On 26/05/10 23:31, Dimitri Fontaine wrote:
> So if you want simplicity to admin, effective data availability and
> precise control over the global setup, I say go for:
> a. transaction level control of the replication level
> b. cascading support
> c. quorum with timeout
> d. choice of commit or rollback at timeout
>
> Then give me a setup example that you can't express fully.

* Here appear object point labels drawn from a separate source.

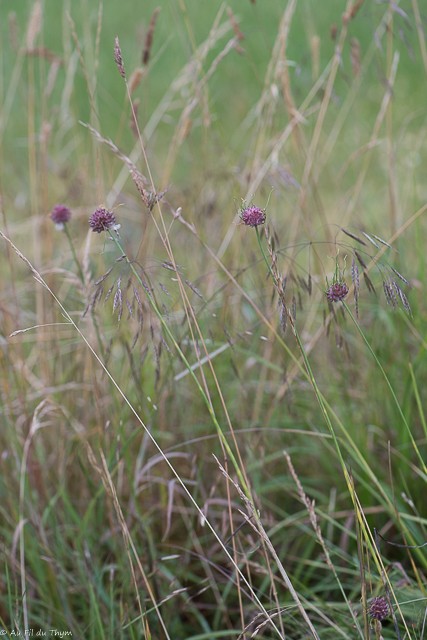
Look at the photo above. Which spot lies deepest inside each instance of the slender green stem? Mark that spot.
(82, 279)
(168, 332)
(389, 385)
(73, 251)
(263, 253)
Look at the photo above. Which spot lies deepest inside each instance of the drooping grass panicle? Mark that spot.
(148, 44)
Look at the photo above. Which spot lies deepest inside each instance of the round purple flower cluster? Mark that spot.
(60, 214)
(102, 220)
(378, 608)
(252, 216)
(337, 292)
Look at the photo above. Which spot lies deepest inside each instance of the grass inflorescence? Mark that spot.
(213, 415)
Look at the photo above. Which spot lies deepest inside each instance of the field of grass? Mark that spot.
(212, 428)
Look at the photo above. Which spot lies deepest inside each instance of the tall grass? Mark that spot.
(211, 430)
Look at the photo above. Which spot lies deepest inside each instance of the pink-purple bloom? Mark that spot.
(102, 220)
(379, 608)
(337, 291)
(60, 215)
(252, 216)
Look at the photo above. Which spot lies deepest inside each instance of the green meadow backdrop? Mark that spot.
(212, 429)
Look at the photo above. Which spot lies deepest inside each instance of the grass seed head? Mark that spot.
(337, 291)
(102, 220)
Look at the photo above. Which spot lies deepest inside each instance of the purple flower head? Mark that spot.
(60, 214)
(252, 216)
(337, 291)
(102, 220)
(378, 608)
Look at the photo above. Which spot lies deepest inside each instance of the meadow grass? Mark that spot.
(213, 415)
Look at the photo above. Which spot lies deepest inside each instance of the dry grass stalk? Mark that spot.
(34, 25)
(149, 37)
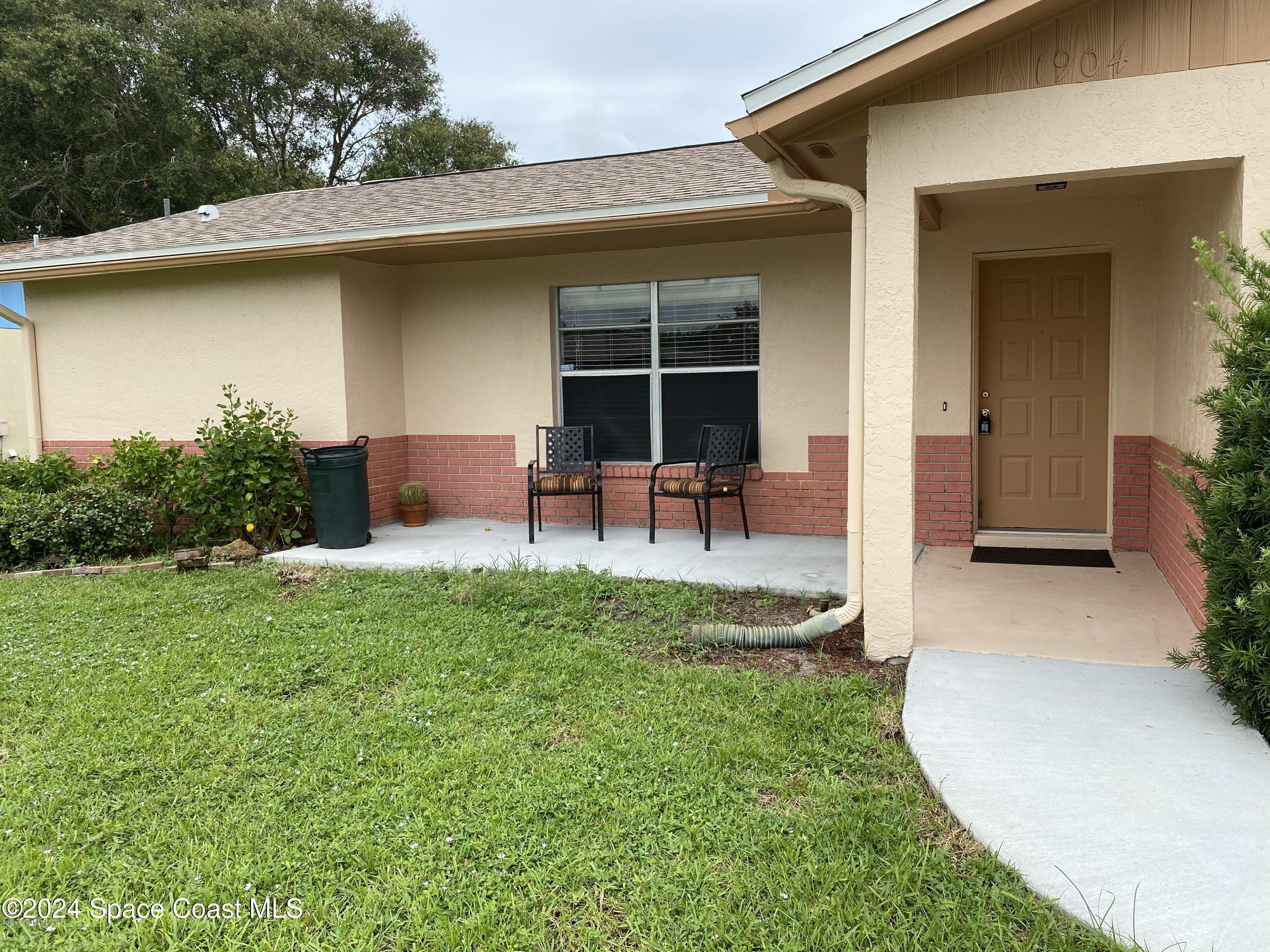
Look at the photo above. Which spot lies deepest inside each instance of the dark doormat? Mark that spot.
(1010, 555)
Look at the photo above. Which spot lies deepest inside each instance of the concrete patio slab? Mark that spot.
(1126, 792)
(1128, 615)
(783, 564)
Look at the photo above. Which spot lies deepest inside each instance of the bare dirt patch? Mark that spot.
(296, 577)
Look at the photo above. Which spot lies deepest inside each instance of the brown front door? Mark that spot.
(1044, 362)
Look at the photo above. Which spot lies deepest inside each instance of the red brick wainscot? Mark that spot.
(477, 476)
(1170, 518)
(1131, 494)
(943, 494)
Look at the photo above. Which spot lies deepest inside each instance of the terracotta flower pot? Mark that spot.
(413, 515)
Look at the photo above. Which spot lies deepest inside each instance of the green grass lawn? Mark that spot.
(491, 761)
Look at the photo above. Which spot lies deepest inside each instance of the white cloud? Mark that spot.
(569, 78)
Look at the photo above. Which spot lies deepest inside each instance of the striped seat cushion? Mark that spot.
(695, 485)
(564, 483)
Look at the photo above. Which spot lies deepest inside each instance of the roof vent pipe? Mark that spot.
(828, 622)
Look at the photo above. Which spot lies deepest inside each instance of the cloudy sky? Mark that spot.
(574, 78)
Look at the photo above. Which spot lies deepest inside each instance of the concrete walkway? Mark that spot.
(1128, 615)
(784, 564)
(1122, 791)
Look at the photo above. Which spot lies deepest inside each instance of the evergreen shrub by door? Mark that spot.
(1229, 489)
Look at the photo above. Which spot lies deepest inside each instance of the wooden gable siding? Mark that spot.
(1105, 40)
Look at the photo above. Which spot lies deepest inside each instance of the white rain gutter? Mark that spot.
(388, 234)
(35, 418)
(822, 625)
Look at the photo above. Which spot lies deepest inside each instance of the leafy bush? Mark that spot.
(251, 476)
(145, 468)
(84, 521)
(45, 474)
(1230, 489)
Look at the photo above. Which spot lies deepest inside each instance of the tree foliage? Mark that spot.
(107, 108)
(1229, 489)
(435, 144)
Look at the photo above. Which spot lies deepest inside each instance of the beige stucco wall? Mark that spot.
(150, 351)
(13, 390)
(1140, 125)
(478, 337)
(371, 327)
(1193, 205)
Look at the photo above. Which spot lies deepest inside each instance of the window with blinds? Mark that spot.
(648, 365)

One master, one synchronous standby on another continent for HA
purposes, and one asynchronous reporting server in the same rack as the
master. You don't want to set up the reporting server as a cascaded
slave of the standby on the other continent, because that would double
the bandwidth required, but you also don't want the master to wait for
the reporting server.
The possibilities are endless... Your proposal above covers a pretty
good set of scenarios, but it's by no means complete. If we try to solve
everything the configuration will need to be written in a
Turing-complete Replication Description Language. We'll have to pick a
useful, easy-to-understand subset that covers the common scenarios. To
handle the more exotic scenarios, you can write a proxy that sits in
front of the master, and implements whatever rules you wish, with the
rules written in C.
BTW, I think we're going to need a separate config file for listing the
standbys anyway. There you can write per-server rules and options, but
explicitly knowing about all the standbys also allows the master to
recycle WAL as soon as it has been streamed to all the registered
standbys. Currently we just keep wal_keep_segments files around, just in
case there's a standby out there that needs them.